= Islamic Relief USA =

American non-profit organization

Islamic Relief USA (IRUSA), is the former name of Islamic Development and Empowerment in America (IDEA), based in Alexandria, Virginia, is a non-profit 501(c)(3) humanitarian agency. IRUSA was founded in California in 1993 and rebranded on 15th September 2026 after being removed as a member of the wider Islamic Relief confederation through a unanimously passed resolution at the International General Assembly (IGA). In addition to international relief and development initiatives, IDEA also sponsors and funds domestic projects ranging from emergency disaster responses to assisting the American homeless population and supporting those who cannot afford basic healthcare. IDEA has not funded any Islamic relief country programme in over 2 years and has no country programmes of its own, it instead funds a range of UN agencies and International NGOs primarily.

==Activities==
IRUSA projects inside the United States include the annual Day of Dignity, when volunteers distribute food, medical care, hygiene kits, blankets, clothing and more to homeless and low-income people across the U.S.

In 2005, IRUSA aided the victims of Hurricane Katrina by providing over $2 million in assistance and sending field workers to distribute aid and assess the needs of the victims. Partnering with IRUSA for the 2006 Yogyakarta earthquake that struck Indonesia, The Church of Jesus Christ of Latter-day Saints donated $1.6 million worth of emergency supplies. Islamic Relief USA and Equal Exchange launched The Islamic Relief USA Fair Trade Project in October 2009.

After Hurricane Sandy in 2012, IRUSA staff and volunteers worked at shelters in New Jersey to house displaced residents. In 2011, IRUSA's disaster response team assisted Alabama residents affected by tornadoes. In 2015, IRUSA gave $50,000 to assist Detroit residents whose water had been turned off due to difficulty paying their bills. Recent international emergency projects include assisting displaced Syrians in Syria and neighboring countries, and assisting refugees arriving in Greece in 2015. In 2016, IRUSA's Disaster Response Team responded to emergencies in the United States including the Flint water crisis, Louisiana flooding, and Hurricane Matthew in North Carolina. In 2017, IRUSA assisted in disasters including Hurricane Harvey and the Las Vegas shooting and continued assisting Hurricane Matthew survivors by repairing homes. In 2018, IRUSA announced a partnership with U.S.-based Hebrew Immigrant Aid Society (HIAS) to provide humanitarian aid to refugees in Greece.

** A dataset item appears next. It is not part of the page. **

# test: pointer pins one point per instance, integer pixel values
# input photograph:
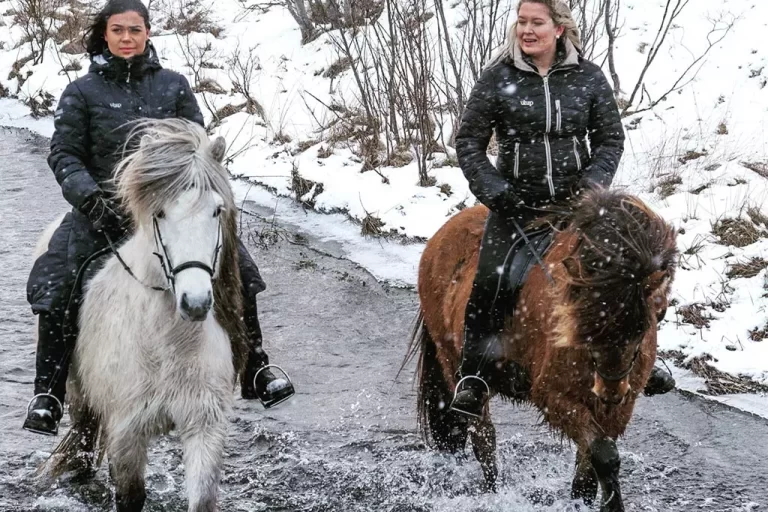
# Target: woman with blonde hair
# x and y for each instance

Recent non-emergency projects IRUSA have implemented or supported in the U.S. include after-school meal programs, a prison re-entry program, food aid on American Indian reservations, and assistance for victims of domestic violence. In 2016, IRUSA supported a United Way program assisting homeless families with children in Roanoke, Virginia. In 2017, IRUSA provided food for schoolchildren during the summer in eight cities nationwide in partnership with the USDA. IRUSA provides food, clothes, blankets and other items along with health-care services on its annual Day of Dignity events across the country and distributes food and toiletries to homeless and low-income Americans on Martin Luther King Jr. Day. In 2019, Islamic relief supported flood affected communities in Bahamas, Mali, Sudan, India, and Niger. In 2020, IRUSA responded the COVID-19 crises by assisting more than 5 million beneficiaries domestically and internationally.

==Awards==
In 2019, IRUSA was named a Top-Rated Nonprofit by Great Nonprofits and was awarded four out of four stars by Charity Navigator.